Attorney General Raúl Labrador filed a petition today with the Idaho Supreme Court challenging a ballot initiative promoted as the “Open Primary Initiative.” The petition for a writ of prohibition or writ of mandate addresses two main issues with the initiative.

First, despite a prior ruling from the Idaho Supreme Court that the initiative does not propose an “open primary,” proponents systematically called it that to obtain necessary signatures. They described their initiative through various platforms, including websites, signage, social media, trainings, canvassing efforts, and interviews. The Idaho Supreme Court had ruled last year that the initiative “does not describe an ‘open primary’ system.”

Second, the initiative proposes changes to both the primary election and general election voting systems, violating the single-subject rule for legislation and initiatives.
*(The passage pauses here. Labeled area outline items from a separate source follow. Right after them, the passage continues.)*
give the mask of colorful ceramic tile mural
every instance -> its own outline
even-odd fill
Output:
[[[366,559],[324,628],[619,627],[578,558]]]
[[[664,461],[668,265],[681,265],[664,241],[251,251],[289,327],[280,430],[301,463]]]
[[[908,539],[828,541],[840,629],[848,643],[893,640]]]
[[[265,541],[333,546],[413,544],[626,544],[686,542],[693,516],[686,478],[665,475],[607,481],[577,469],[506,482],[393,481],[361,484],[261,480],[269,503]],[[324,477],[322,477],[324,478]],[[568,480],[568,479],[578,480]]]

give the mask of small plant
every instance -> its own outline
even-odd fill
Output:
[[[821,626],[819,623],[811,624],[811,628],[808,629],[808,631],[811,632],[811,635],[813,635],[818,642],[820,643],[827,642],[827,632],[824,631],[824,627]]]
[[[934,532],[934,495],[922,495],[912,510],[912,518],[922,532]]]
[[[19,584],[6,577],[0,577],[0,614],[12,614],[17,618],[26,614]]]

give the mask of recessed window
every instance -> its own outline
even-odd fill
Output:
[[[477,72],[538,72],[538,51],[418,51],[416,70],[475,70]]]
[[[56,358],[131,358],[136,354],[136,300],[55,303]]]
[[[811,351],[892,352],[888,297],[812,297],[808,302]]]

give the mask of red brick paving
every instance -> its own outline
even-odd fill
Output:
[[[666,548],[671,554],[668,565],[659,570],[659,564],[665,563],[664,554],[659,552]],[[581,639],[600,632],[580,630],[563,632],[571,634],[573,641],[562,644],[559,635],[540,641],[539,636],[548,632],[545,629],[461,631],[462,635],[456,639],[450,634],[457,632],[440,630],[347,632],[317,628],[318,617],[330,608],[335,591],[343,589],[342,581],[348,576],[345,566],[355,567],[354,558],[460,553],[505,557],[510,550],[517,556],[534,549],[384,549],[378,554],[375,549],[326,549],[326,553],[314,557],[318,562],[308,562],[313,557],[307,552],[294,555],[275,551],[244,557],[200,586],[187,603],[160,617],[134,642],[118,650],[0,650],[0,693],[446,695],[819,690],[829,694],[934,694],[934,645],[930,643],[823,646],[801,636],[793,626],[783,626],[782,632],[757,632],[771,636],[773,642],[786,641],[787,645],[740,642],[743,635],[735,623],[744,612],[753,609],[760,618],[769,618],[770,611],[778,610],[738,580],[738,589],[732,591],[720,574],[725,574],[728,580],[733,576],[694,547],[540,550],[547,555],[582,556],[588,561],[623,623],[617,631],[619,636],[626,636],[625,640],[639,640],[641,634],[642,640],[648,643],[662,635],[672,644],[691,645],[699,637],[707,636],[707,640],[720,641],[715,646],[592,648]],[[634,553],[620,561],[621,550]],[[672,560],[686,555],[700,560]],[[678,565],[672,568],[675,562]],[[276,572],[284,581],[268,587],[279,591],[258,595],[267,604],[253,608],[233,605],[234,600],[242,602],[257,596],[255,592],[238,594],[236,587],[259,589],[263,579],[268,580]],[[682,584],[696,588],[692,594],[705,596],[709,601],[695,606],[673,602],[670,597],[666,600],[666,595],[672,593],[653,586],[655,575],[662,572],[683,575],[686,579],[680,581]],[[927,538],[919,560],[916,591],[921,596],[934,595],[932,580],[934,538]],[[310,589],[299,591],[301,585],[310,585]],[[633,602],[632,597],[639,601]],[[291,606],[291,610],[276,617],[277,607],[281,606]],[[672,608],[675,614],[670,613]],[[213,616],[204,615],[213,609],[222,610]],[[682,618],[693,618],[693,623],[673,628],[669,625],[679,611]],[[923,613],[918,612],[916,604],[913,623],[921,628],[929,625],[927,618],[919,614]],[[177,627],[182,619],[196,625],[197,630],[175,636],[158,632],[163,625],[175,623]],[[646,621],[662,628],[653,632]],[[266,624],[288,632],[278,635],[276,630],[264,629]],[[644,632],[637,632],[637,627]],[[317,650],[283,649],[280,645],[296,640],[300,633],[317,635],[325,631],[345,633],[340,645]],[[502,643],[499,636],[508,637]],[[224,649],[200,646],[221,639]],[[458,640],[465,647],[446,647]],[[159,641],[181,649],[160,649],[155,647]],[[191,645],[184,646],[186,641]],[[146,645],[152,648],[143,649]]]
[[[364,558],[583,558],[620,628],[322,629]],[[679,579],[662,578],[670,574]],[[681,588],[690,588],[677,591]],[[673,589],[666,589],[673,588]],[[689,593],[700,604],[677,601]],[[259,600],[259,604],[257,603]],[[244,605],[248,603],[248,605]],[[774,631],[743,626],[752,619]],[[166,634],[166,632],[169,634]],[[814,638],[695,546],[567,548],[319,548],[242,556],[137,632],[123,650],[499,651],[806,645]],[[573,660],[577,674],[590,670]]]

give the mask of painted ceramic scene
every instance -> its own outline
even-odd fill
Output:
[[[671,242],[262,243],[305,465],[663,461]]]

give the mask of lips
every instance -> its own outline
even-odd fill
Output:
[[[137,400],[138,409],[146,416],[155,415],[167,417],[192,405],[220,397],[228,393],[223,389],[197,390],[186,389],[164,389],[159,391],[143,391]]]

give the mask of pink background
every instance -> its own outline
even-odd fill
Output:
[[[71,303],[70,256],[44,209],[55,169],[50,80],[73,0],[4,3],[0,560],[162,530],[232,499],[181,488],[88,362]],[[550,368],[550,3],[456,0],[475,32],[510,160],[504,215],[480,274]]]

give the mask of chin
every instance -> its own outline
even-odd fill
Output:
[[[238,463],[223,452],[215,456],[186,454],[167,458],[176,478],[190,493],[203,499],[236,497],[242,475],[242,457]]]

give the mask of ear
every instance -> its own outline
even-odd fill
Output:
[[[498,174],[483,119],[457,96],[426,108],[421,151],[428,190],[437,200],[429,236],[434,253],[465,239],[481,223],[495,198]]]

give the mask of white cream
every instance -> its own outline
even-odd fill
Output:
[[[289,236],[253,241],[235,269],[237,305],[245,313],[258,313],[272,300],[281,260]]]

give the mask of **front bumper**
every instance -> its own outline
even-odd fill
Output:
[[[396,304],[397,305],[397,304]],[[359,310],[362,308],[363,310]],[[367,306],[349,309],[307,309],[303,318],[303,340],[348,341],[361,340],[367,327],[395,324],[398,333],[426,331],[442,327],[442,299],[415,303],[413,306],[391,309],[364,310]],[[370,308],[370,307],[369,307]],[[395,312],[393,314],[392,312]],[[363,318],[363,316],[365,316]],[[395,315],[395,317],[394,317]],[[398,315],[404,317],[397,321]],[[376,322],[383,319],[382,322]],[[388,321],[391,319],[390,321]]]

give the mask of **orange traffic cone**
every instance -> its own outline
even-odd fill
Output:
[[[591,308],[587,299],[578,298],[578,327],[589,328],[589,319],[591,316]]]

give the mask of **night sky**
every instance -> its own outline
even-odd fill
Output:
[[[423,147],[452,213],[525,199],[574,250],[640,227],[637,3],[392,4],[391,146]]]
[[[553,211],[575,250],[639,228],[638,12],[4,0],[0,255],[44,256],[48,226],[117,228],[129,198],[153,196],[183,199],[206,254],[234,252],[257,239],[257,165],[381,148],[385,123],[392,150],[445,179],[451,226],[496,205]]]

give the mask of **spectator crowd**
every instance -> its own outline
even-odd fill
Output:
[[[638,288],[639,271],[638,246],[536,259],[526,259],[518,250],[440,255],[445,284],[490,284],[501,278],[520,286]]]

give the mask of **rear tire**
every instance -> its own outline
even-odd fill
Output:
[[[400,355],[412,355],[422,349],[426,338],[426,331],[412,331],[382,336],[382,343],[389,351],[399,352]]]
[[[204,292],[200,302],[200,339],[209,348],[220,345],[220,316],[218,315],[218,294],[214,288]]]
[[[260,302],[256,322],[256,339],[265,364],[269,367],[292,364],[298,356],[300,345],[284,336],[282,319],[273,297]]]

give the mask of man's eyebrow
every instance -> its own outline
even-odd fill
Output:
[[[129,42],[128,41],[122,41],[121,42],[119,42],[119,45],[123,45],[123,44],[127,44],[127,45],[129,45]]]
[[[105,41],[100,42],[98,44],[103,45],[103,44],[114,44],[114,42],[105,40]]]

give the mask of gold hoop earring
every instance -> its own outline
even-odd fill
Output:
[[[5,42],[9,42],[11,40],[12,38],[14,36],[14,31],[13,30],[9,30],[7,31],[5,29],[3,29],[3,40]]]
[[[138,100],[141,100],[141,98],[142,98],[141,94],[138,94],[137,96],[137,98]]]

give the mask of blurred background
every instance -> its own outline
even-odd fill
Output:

Specifically, it would eliminate party primaries and institute a ranked-choice voting system for general elections involving multiple ballot counts and vote shifting between candidates.

“The so-called ‘Open Primary Initiative’ has nothing to do with open primaries, and thousands of Idahoans were misled into signing the petition by signature collectors who misrepresented the initiative. Last year, the Idaho Supreme Court refused to let the initiative’s sponsors call it an ‘Open Primary Initiative’ and unambiguously ruled that it does not propose an open primary system. The sponsors have not only ignored the Court’s direction; they have snubbed their nose at the Court’s ruling,” said Attorney General Labrador. “The sponsors also buried ranked-choice voting in the initiative and again misrepresented it to voters. Idaho law does not allow such abuse of the initiative process. It is unacceptable and jeopardizes the integrity of both the Court’s prior ruling and the initiative process itself.”

The petition states: “An ‘open primary’ is what Idaho had before 2011,” but “[t]he initiative and the old system have essentially nothing in common.” It continues: “the initiative’s sponsors disregarded the Court’s ruling and sold it as ‘open primaries’ anyway. By doing so, they violated Idaho Code § 34-1815 and voided signatures supporting their initiative.”

The petition requests that the Idaho Supreme Court order Secretary of State Phil McGrane to reject this ballot measure on these grounds.